Customer acquisition: target the best, come back for the restBy Jon Taylor on November 21, 2017
US merchant John Wanamaker is considered by some to have been something of a marketing pioneer and is credited with the phrase: “Half the money I spend on advertising is wasted; the trouble is I don't know which half.”
Given that Wanamaker died in 1922, we can surmise that return on investment (ROI) is not a new bone of contention for marketers.
We know from experience that marketing and advertising spend is still a concern for many businesses today, particularly at a time in which results are expected to be increasingly transparent. Fortunately, nowadays, marketers have ever more sophisticated tools at their disposal, rather than having to just rely on advertising.
One alternative is to use data, which, as you might imagine, is something we’re rather au fait with. The customer acquisition service we offer at Peak isn’t based on speaking to the largest number of people, but on identifying the prospects that are most likely to become customers. You don’t need to be a marketing pioneer to see how this approach can reduce the cost per acquisition for organisations and their overall marketing ROI as a result.
Although our approach relies upon sophisticated technology and the accomplished expertise of our data science guys, it is, in essence, very logical and straightforward.

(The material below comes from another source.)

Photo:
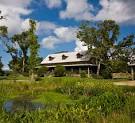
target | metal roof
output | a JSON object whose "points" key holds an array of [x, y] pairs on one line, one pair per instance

By bringing together data like customer history, behaviour, purchases, preferences and social media activity, and then using algorithms to cluster and classify similar groups of customers, we can attach a probability of conversion to each new lead based on the group they call into.
This not only allows organisations to focus their efforts on converting the prospects who are most likely to become customers, but to tailor their service to appeal to those prospects too. In this way, organisations can be confident that they are acquiring customers at the optimal cost.
To get an idea of this in practice, you can take a look at how we worked with music streaming service Leaf. Using the platform’s data, we were able to identify its most valuable users, how they were acquired and how they used the service. Leaf was then able to use that information to better target its marketing activities and shape its platform going forward, ultimately doubling its number of active users to 1.5 million over the course of four months. We’re pretty sure John Wanamaker would have approved.